Andrew Copson, FRSA, MCMI, MCIPR is Chief Executive of the British Humanist Association, a position he has held since January 2010. He is a former director of the European Humanist Federation (EHF) and is currently First Vice President of the International Humanist and Ethical Union (IHEU). His writing on humanist and secularist issues has appeared in The Guardian, The Independent, The Times and New Statesman as well as in various journals and he has represented the BHA and Humanism extensively on television news on BBC, ITV, Channel 4 and Sky, as well as on television programmes such as Newsnight, The Daily Politics, Sunday Morning Live and The Big Questions. He has also appeared on radio on programmes from Today, You and Yours, Sunday, The World Tonight, The World at One, The Last Word and Beyond Belief on the BBC, to local and national commercial radio stations.

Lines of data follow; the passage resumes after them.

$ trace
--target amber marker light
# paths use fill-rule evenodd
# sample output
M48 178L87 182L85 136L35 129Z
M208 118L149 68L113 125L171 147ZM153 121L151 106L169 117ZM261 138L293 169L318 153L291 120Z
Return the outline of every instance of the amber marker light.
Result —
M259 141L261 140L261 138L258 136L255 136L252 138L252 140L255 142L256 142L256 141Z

Deborah Jaffé is an author, cultural and design historian, and painter. She has special interests in the history of industrial design, technology and innovation; childhood, play and toys; memory studies and souvenirs. Her published books include Ingenious Women, The History of Toys and Victoria - a celebration. She also writes company histories, undertakes specialist research projects and is the editor of Links for Newcomen, the International Society for the History of Engineering and Technology.
Malcolm Quinn is Professor of Cultural and Political History, Associate Dean of Research and Director of Graduate School for Camberwell, Chelsea and Wimbledon Graduate School, University of the Arts London. He has written extensively on art and design research, using a psychoanalytic approach to the analysis of art and design language and pedagogy. He is a contributor to The Routledge Companion to Research in the Arts (2010), and is a member of the AHRC peer review college. Since the publication of his first book The Swastika: Constructing the Symbol (Routledge, 1994) he has been interested in how ‘government aesthetics’ interface with individual identity and subjectivity.